Sunday, August 26, 2018

Sunday Drives


There are people who see their childhoods either as one long agony, who don’t remember anything at all and those who have rose-coloured glasses.  I am often accused of being the latter, especially by my siblings but the truth is, that is how I remember it.  I had a happy childhood, I had the normal “angst-y” teenage years and when I turned 18 I simply went into adulthood equipped for whatever came my way.  I call that a great childhood and a great beginning for life.
Mom stayed home and was a good housewife and a great mother; Dad went to work, frequently came home late but spent his weekends with his wife and children.  He did not go out with the boys, he didn’t golf or do other things without his family.  He once said to me “how could I bring my wife to a strange country with no family and friends and leave her alone?”  But the truth was he loved us all and got a kick out of his children. 
We had our weekend mornings congregated around his bed, listening to his stories and enjoying his laugh.  But once we were up it was Saturday groceries, a super special smorgasbord lunch and then it would be either playing on our own or sometimes Dad would roughhouse with us.  We went on Sunday drives often because the “country” was not too far away from our neighbourhood.  We loved nothing better than to go out for a drive and look at horses and cows.  Sometimes we would beg Dad to let us “rent a horse” when we saw a sign that riding was available but that never happened.  We were all horse-mad (how could we not be when we were raised on Westerns?) but we never got a chance to go on a horse.  I suppose this is one of those times where I negate my own oft told tale of not asking for anything because when we saw a horse, we asked, and asked, and asked.  The answer was the inevitable no.
But one day Dad spun a great tale that John bought hook, line and sinker.  He told John that he had got a good deal on a horse and had bought one for him, however there was a catch.  The owner had made some deal with the Toronto Mounted Police so the horse still had to live in Toronto and work for the police.  When Dad took John to work with him on the occasional Saturday John would look around for his horse and Dad had to be quick to make sure he always picked the horse that looked the same as the last time “it was John’s horse”.
Some of the fun places we went on Sunday was Lowville Park in Burlington.  There was a small creek winding through the park and we were allowed to wade in it.  It could get scary because there were crayfish in the creek and we would shriek if we saw one, but I never got bitten.  Another place we went, slightly further away, was Sunset Villa (which we called Sunsetsavilla for years and years).  This was a Danish park and my parents enjoyed meeting other Danes there.  And Dad was frequently the magnet not just for the kids who knew him but for all kids because he was such a kid at heart.  I clearly remember this huge tubular slide that Dad would climb with us and then he would literally shove kids down, yelling at the top of his voice so that Mom could hear him at the other end of the park (as could everyone else, all knowing who it was, SO EMBARRASSING FOR HER).  We loved it.

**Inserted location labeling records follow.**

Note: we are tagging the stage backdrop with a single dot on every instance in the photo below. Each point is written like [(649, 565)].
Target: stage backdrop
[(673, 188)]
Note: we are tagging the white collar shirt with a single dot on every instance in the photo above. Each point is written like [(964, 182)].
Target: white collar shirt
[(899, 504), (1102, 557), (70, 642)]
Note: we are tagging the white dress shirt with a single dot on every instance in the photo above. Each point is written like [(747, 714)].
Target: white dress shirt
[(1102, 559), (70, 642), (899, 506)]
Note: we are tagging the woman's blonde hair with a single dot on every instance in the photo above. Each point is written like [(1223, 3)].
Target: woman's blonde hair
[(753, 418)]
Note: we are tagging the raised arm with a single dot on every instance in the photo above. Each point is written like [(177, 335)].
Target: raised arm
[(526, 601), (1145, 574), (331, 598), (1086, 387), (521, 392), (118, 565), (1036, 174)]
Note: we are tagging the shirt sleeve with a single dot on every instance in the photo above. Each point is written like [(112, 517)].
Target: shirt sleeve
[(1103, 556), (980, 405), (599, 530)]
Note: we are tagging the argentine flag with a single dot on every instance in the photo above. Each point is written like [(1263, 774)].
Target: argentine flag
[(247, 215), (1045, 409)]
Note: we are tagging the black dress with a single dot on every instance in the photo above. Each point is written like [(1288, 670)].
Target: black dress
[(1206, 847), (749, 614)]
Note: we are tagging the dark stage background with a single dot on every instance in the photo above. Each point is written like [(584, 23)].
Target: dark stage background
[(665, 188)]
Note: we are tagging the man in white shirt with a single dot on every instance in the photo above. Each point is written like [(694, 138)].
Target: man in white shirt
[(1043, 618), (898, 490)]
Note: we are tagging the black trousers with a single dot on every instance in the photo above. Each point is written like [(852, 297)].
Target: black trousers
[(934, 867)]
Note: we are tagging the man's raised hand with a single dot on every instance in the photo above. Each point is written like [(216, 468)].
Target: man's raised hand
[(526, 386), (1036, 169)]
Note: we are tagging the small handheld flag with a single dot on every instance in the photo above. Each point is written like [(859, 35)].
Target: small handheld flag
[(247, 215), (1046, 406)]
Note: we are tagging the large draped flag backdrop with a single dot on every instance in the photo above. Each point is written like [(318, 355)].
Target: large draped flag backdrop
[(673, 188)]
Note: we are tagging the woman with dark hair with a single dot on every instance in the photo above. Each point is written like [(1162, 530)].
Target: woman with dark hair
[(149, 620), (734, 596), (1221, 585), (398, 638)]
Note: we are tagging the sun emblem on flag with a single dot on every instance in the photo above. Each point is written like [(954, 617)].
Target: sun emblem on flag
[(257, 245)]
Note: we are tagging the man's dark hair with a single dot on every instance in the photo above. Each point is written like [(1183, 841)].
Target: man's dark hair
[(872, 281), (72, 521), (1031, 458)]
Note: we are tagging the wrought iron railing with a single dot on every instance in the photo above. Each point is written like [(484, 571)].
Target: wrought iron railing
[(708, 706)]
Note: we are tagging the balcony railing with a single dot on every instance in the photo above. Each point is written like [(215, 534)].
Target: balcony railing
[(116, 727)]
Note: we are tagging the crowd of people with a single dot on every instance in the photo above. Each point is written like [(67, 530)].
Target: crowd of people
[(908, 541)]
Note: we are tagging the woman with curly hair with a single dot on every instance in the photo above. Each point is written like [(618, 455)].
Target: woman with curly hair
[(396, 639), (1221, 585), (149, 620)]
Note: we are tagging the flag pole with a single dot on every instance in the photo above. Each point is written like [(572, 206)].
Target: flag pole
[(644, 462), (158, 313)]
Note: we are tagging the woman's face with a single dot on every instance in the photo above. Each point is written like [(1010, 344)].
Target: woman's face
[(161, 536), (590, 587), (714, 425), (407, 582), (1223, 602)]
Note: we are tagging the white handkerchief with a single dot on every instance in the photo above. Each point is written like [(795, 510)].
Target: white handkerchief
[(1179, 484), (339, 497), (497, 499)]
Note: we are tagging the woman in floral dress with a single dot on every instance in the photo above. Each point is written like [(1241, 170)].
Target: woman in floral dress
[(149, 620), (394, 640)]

Dad could also make driving up to Rattlesnake Point super exciting, using his big voice to make scary noises as he let the car drive itself down the “mountain” (as we believed).  Dad actually did not like driving since he was very near-sighted but without glasses (can you imagine him surviving all those years without having proper glasses?  I cannot imagine how he got away with it) but daylight wasn’t so terrible.  John and I both remember some horrible nights when, for whatever reason, we were on the road at night.  I am surprised that we live to tell the tale.  Dad could absolutely not see a thing, he would be off the road, on sidewalks, and muttering under his breath and driving slow as molasses in January.  Somehow we got home, frazzled.  But lived another for another drive!